You may not know me, but I am one of you. I was born and raised on the outskirts of Columbia, Missouri, in a rural setting. I come from a farming family that harvested tobacco for generations on the same land where I took my earliest steps. I was a member of my local 4-H chapter and my father taught me how to grow crops. I learned my professional skills from undergraduate and graduate programs at the University of Missouri.

I’m also one of the hundreds of United States Department of Agriculture employees who have been directed to relocate to a temporary workplace in Kansas City by Sept. 30, while the search for a permanent site in the area is conducted.

USDA employees are not the “beltway elites” that Secretary of Agriculture Sonny Perdue characterizes us as. I’m one of you. My story at the USDA’s Economic Research Service, or ERS, is also not unique. Many of my colleagues came from the heartland to represent rural America right here in our national capital, 15 miles up the Potomac River from George Washington’s farm at Mount Vernon.

We are federal employees who are dedicated to our mission: “Do right and feed everyone.” We study the many issues affecting the diverse fabric of American agriculture and rural communities. We are longtime professionals: agricultural economists, social scientists, statisticians, nutritionists and geographers and more.

We are your family and former neighbors who moved out of town and still come home to visit. Our staff hails from Hawaii to Maine and nearly every place in between.

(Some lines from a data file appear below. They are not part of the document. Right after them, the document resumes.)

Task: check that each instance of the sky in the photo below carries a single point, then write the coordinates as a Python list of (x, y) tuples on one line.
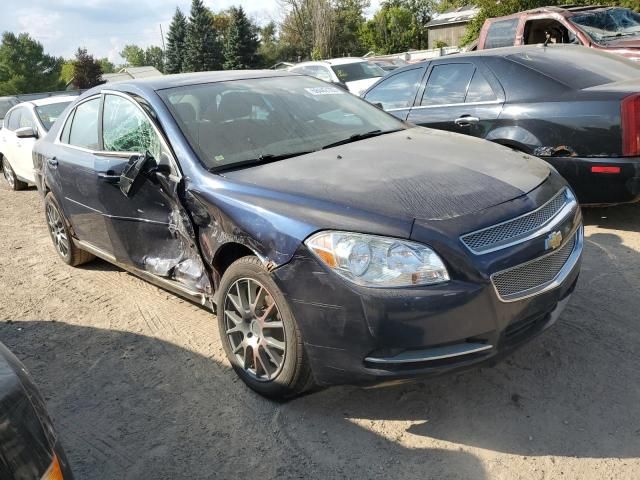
[(104, 27)]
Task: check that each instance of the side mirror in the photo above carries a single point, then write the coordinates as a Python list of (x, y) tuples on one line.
[(133, 176), (26, 132)]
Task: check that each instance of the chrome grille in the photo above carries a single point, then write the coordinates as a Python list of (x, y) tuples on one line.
[(527, 278), (486, 239)]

Most are from small towns and farming communities. A majority of us, like myself, are from the Midwest and graduated from your regional colleges and universities.

The ERS is the kind of place that embodies the public service values we grew up with back home, and folks with our experiences help make Washington, D.C., work better and expand its perspectives. But Perdue’s plan doesn’t make the USDA work better. It has created incredible dysfunction in federal service that did not exist prior to his announcement — an abrupt relocation to a still-unspecified location without public debate, comments or congressional approval.

During Perdue’s announcement of Kansas City as the new location for the ERS and the USDA’s National Institute for Food and Agriculture, we chose to turn our backs to him, to mirror the secretary — as he continues to turn his back on American farmers. His plan is silencing necessary research and analysis that our land grant universities, 1890s colleges, extension system and the private sector use on a daily basis to communicate critical data to American farmers. We are a voice in the capital for rural America, made up of rural Americans, bringing data-driven analysis to the public sphere.

We work at the USDA because we want to help farmers and everyone in the agricultural sector to make the best, most informed decisions they can. But by forcing this move on a rushed time line, Perdue is cutting us off at the knees.

When reporters asked Perdue how the relocation would personally impact his employees, he went off script long enough to reveal how seriously he takes us and our work by saying, “I understand that no one ever wants their cheese moved.”

If Kansas City doesn’t slow down the current reckless speed of this move, you’ll host the gutted shell of an agency that may never fully recover. You don’t want that, and we don’t want that.

I’m one of you. As a son of the Show-Me State, I need leadership to show me why relocating us from Washington, D.C., is right for us and the Midwest. USDA employees just want the chance to do our vital jobs right, so that we can keep being a voice for rural America.

Kevin Hunt is acting vice president of the American Federation of Government Employees Local 3403.